My next teacher, Lila, looked at me and said

"Can you breathe through your mouth and keep your nose open? Let air flow in and out of both your mouth and your nose at the same time."

What, be a mouth-breather?"

"Yes," she laughed. "Be a mouth-breather for 30 minutes today. That's half of your car-ride home."

We worked on it--it felt bizarre. "Yes, that's it!" Lila said.

Then came Julia Child--in the voice lesson.

"You know Julia Child, right?"

"Of course! She's on PBS."

"OK, do you know the famous story of when she dropped the chicken on the floor, picked it up, and went on cooking?"

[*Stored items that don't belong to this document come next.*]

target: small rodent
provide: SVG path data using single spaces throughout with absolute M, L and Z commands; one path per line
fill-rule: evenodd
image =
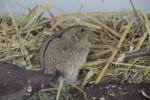
M 42 71 L 31 71 L 0 62 L 0 100 L 26 100 L 33 93 L 47 88 L 56 80 Z
M 55 74 L 58 71 L 66 80 L 75 82 L 90 51 L 91 33 L 89 28 L 76 25 L 50 36 L 40 51 L 44 73 Z

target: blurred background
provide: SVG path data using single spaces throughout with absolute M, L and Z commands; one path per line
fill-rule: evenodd
M 45 0 L 0 0 L 0 14 L 11 9 L 16 14 L 28 12 L 37 4 Z M 50 4 L 49 9 L 54 15 L 68 12 L 90 12 L 90 11 L 121 11 L 131 10 L 130 0 L 46 0 Z M 133 0 L 138 10 L 150 13 L 149 0 Z

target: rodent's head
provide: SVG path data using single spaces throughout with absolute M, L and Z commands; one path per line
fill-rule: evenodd
M 88 27 L 76 25 L 66 28 L 66 33 L 63 35 L 63 37 L 67 40 L 79 42 L 80 40 L 88 40 L 91 33 L 92 31 Z

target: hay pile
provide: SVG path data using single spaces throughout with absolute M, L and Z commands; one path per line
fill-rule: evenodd
M 85 25 L 94 37 L 88 61 L 79 76 L 82 87 L 100 81 L 149 82 L 150 57 L 119 61 L 121 54 L 150 49 L 149 14 L 91 12 L 44 18 L 36 12 L 34 9 L 28 15 L 18 17 L 10 13 L 0 17 L 0 61 L 39 70 L 38 52 L 46 36 L 72 25 Z

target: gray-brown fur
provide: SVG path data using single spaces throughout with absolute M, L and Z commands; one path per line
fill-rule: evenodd
M 55 74 L 58 71 L 65 79 L 76 81 L 90 50 L 91 33 L 87 27 L 73 26 L 49 37 L 40 53 L 44 73 Z

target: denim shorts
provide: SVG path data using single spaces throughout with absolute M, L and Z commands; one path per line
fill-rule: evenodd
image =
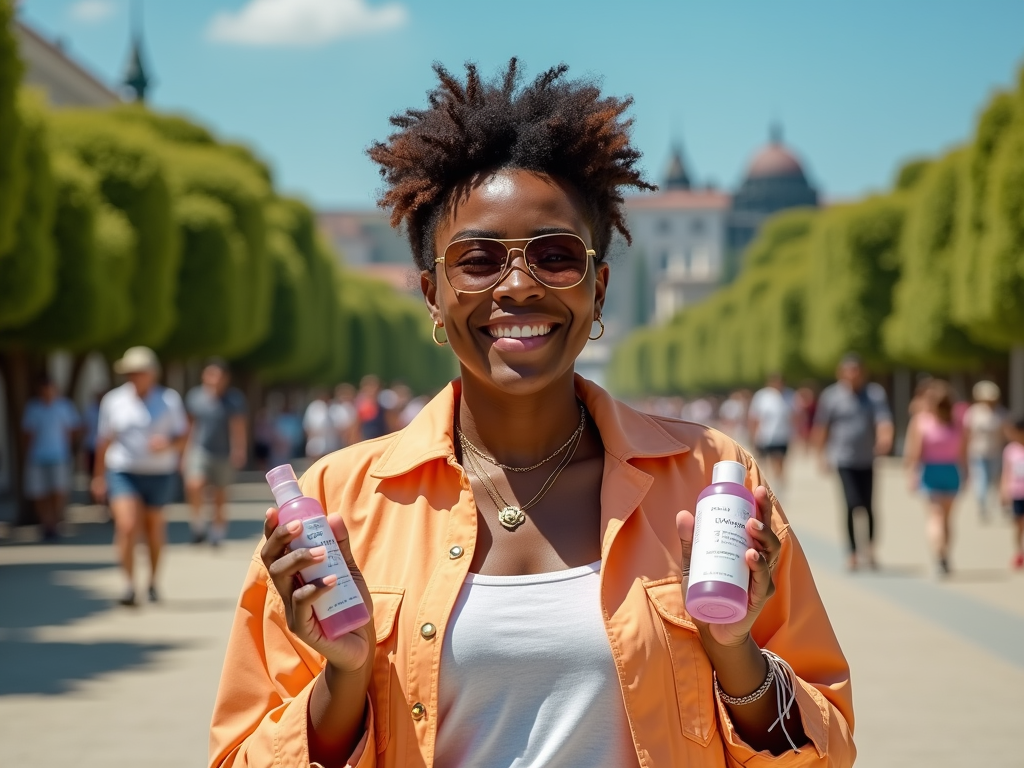
M 107 497 L 134 496 L 147 507 L 163 507 L 174 500 L 177 475 L 140 475 L 135 472 L 107 472 Z
M 960 468 L 956 464 L 925 464 L 921 490 L 936 496 L 955 496 L 960 490 Z

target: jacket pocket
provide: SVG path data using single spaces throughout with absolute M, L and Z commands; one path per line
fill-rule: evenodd
M 715 699 L 712 691 L 711 662 L 701 645 L 697 627 L 683 603 L 678 581 L 644 584 L 665 633 L 672 659 L 676 704 L 683 735 L 706 747 L 715 731 Z
M 395 654 L 398 649 L 398 609 L 405 596 L 402 587 L 369 587 L 373 600 L 373 628 L 377 645 L 373 652 L 373 717 L 380 754 L 391 738 L 391 686 L 398 675 Z

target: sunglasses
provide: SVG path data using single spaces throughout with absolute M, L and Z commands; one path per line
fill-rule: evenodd
M 462 293 L 483 293 L 494 288 L 512 271 L 512 252 L 523 254 L 533 278 L 548 288 L 573 288 L 583 282 L 590 268 L 590 259 L 597 251 L 577 235 L 540 235 L 526 240 L 496 240 L 490 237 L 469 237 L 456 240 L 434 259 L 444 262 L 444 273 L 452 288 Z

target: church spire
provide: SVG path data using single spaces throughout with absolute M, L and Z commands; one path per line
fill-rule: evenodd
M 128 54 L 128 70 L 125 72 L 124 85 L 135 96 L 135 101 L 144 102 L 146 91 L 151 80 L 142 63 L 142 6 L 139 0 L 132 3 L 132 47 Z
M 679 141 L 672 142 L 672 157 L 668 161 L 665 173 L 665 189 L 689 189 L 690 176 L 683 164 L 683 146 Z

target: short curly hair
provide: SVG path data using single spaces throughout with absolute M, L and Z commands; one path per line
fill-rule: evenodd
M 519 168 L 548 174 L 579 195 L 593 229 L 598 258 L 612 230 L 631 242 L 622 208 L 623 187 L 657 189 L 636 168 L 631 97 L 602 96 L 588 79 L 569 80 L 560 64 L 523 87 L 518 61 L 492 81 L 466 64 L 465 83 L 438 63 L 440 84 L 427 109 L 394 115 L 399 130 L 367 150 L 380 166 L 378 204 L 391 226 L 405 224 L 417 266 L 434 268 L 433 237 L 452 192 L 478 173 Z

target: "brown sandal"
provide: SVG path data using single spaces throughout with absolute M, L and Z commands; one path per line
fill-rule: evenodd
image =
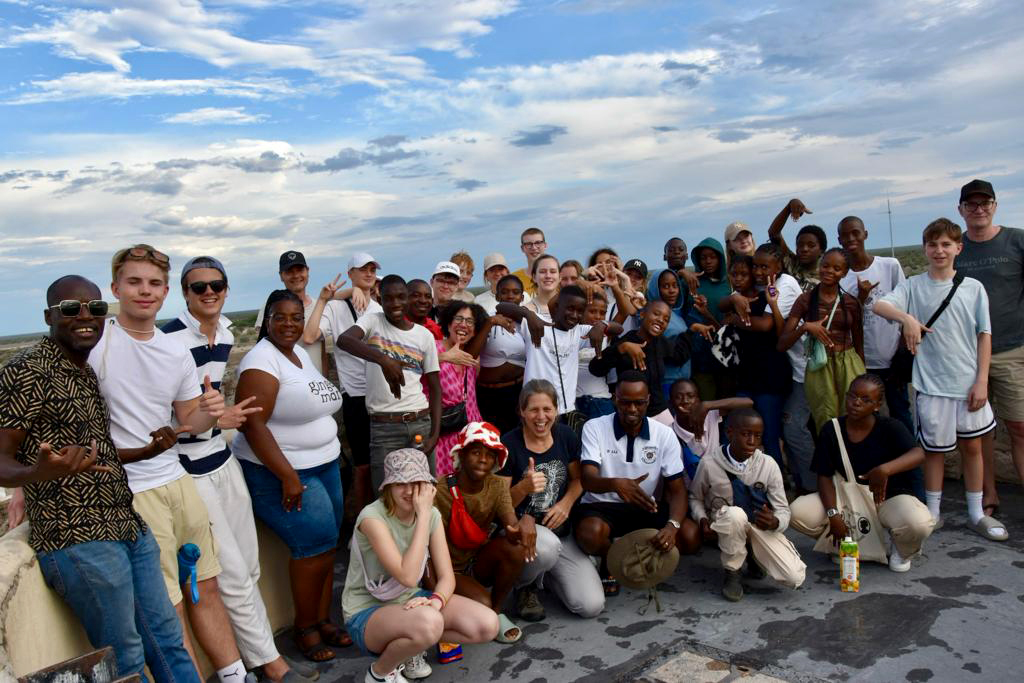
M 345 629 L 332 624 L 330 619 L 318 621 L 314 628 L 320 631 L 320 637 L 325 643 L 332 647 L 349 647 L 352 645 L 352 636 L 345 632 Z
M 302 643 L 303 638 L 316 634 L 318 640 L 312 645 L 304 645 Z M 312 626 L 306 626 L 305 628 L 295 627 L 295 646 L 299 648 L 299 652 L 302 656 L 311 662 L 329 662 L 334 659 L 334 650 L 327 647 L 324 644 L 324 637 L 320 633 L 320 624 L 313 624 Z

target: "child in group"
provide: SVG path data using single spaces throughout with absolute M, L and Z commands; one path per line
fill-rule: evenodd
M 377 657 L 365 683 L 424 678 L 431 673 L 420 654 L 426 648 L 442 639 L 483 643 L 498 633 L 491 610 L 454 594 L 434 491 L 422 451 L 392 451 L 384 459 L 380 498 L 356 518 L 341 608 L 352 640 Z M 419 587 L 428 560 L 433 592 Z
M 989 540 L 1005 541 L 1006 527 L 986 515 L 981 504 L 981 437 L 996 427 L 988 402 L 992 326 L 985 288 L 954 269 L 962 240 L 960 226 L 949 219 L 929 223 L 923 235 L 928 271 L 901 282 L 875 303 L 874 311 L 903 326 L 903 339 L 915 355 L 912 384 L 917 390 L 917 439 L 925 450 L 929 512 L 939 520 L 944 454 L 959 448 L 967 526 Z M 921 321 L 936 314 L 925 327 Z
M 787 220 L 796 222 L 808 213 L 814 212 L 799 199 L 790 199 L 768 228 L 768 239 L 782 254 L 784 272 L 796 278 L 800 289 L 805 292 L 819 282 L 818 267 L 821 255 L 828 248 L 828 238 L 819 226 L 805 225 L 796 233 L 796 253 L 793 253 L 786 244 L 786 238 L 782 236 L 782 229 L 786 227 Z
M 697 299 L 694 303 L 704 303 L 709 315 L 715 323 L 722 322 L 723 313 L 718 302 L 732 294 L 727 268 L 725 250 L 713 237 L 701 241 L 690 255 L 694 270 L 697 271 Z M 735 261 L 734 261 L 735 262 Z M 701 325 L 707 321 L 701 321 Z M 693 330 L 693 325 L 690 326 Z M 711 355 L 711 343 L 702 335 L 693 339 L 693 357 L 690 360 L 690 377 L 700 387 L 701 394 L 714 399 L 732 394 L 732 377 L 722 370 L 722 366 Z
M 703 401 L 697 383 L 690 379 L 673 382 L 669 398 L 675 411 L 672 430 L 683 449 L 683 467 L 689 484 L 697 474 L 700 459 L 721 444 L 721 421 L 730 410 L 752 408 L 754 402 L 741 396 Z
M 604 292 L 600 290 L 592 292 L 591 299 L 587 302 L 586 312 L 583 314 L 583 323 L 595 325 L 605 320 L 607 313 L 608 300 Z M 601 342 L 603 344 L 604 340 L 602 339 Z M 579 376 L 576 383 L 576 410 L 588 420 L 615 412 L 608 380 L 590 371 L 590 361 L 596 356 L 597 349 L 589 344 L 580 349 Z M 577 434 L 577 436 L 579 435 Z
M 689 272 L 685 269 L 681 272 Z M 694 281 L 696 276 L 690 274 Z M 694 285 L 696 287 L 696 284 Z M 668 304 L 669 309 L 672 311 L 672 315 L 668 319 L 668 327 L 665 328 L 663 334 L 667 339 L 671 339 L 687 330 L 693 329 L 693 325 L 706 325 L 708 322 L 703 314 L 696 310 L 696 301 L 690 291 L 690 287 L 686 285 L 679 273 L 666 268 L 664 270 L 655 271 L 651 276 L 651 279 L 647 282 L 647 304 L 651 304 L 654 301 L 664 301 Z M 639 317 L 636 321 L 636 326 L 639 327 Z M 701 329 L 707 329 L 702 327 Z M 700 332 L 698 332 L 700 334 Z M 676 381 L 680 377 L 690 376 L 690 359 L 687 358 L 685 362 L 678 365 L 667 365 L 665 367 L 665 376 L 662 378 L 661 386 L 651 385 L 651 396 L 656 393 L 661 393 L 663 399 L 668 399 L 668 388 L 672 382 Z M 650 413 L 653 415 L 654 413 Z
M 590 361 L 590 372 L 599 377 L 615 370 L 620 375 L 638 370 L 649 387 L 661 387 L 667 368 L 679 367 L 690 358 L 690 333 L 681 332 L 673 338 L 665 336 L 672 318 L 672 309 L 664 301 L 652 301 L 641 312 L 640 327 L 619 337 L 600 357 Z M 672 414 L 662 391 L 651 391 L 647 414 L 664 425 L 672 424 Z
M 538 296 L 542 292 L 543 282 L 539 285 Z M 498 313 L 518 323 L 523 337 L 527 338 L 523 382 L 531 379 L 551 382 L 558 389 L 558 414 L 561 416 L 576 407 L 579 350 L 585 344 L 600 348 L 604 336 L 620 334 L 622 326 L 607 320 L 584 324 L 587 295 L 576 285 L 563 287 L 551 304 L 551 322 L 524 306 L 511 303 L 499 303 Z
M 849 270 L 842 249 L 826 251 L 818 270 L 820 282 L 796 300 L 779 335 L 779 351 L 789 350 L 804 333 L 810 335 L 805 346 L 804 391 L 817 432 L 846 412 L 846 390 L 865 371 L 860 303 L 839 286 Z M 819 358 L 823 362 L 814 367 Z
M 690 485 L 690 509 L 705 542 L 722 552 L 722 595 L 743 598 L 740 569 L 760 578 L 767 572 L 791 588 L 804 582 L 807 565 L 784 532 L 789 502 L 779 465 L 761 451 L 764 421 L 753 408 L 739 408 L 726 421 L 729 445 L 701 458 Z M 747 544 L 753 557 L 747 557 Z
M 495 288 L 497 302 L 520 306 L 523 303 L 523 283 L 515 275 L 505 275 Z M 519 425 L 516 406 L 523 388 L 526 367 L 526 339 L 519 328 L 503 315 L 492 315 L 481 328 L 482 334 L 466 345 L 471 355 L 480 356 L 480 374 L 476 400 L 484 421 L 496 426 L 501 433 Z
M 452 254 L 452 257 L 448 259 L 459 267 L 459 284 L 455 288 L 455 294 L 452 294 L 453 299 L 459 301 L 465 301 L 467 303 L 473 303 L 476 297 L 470 292 L 467 287 L 469 283 L 473 281 L 473 270 L 475 265 L 473 264 L 473 257 L 465 251 L 457 251 Z
M 470 422 L 451 455 L 455 472 L 438 485 L 434 505 L 456 572 L 455 592 L 490 607 L 500 623 L 496 640 L 515 643 L 523 633 L 502 613 L 505 599 L 515 586 L 530 585 L 551 569 L 560 548 L 538 547 L 532 515 L 516 519 L 508 479 L 496 474 L 508 449 L 494 425 Z M 495 527 L 504 533 L 492 533 Z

I was appalled. That's disgusting. The germ-freak side of me gagged.

"She simply said, 'Oh, damn, I dropped the chicken!' and kept on cooking."

I laughed! That was insane! Someone like Julia Child--with her reputation--that's all she said?! And picked it up off the dirty floor and went on cooking?!


"Try it. Imitate her saying, 'Oh damn, I dropped the chicken!' "

"OH DAMN, I DROPPED THE CHICKEN!"I said in the highest, most high-falutin' half-British, half-American I could muster.

That was it! My resonance opened up, I felt the buzz, "the mask" came alive, I smiled inside my nose (without having to raise my eyebrows).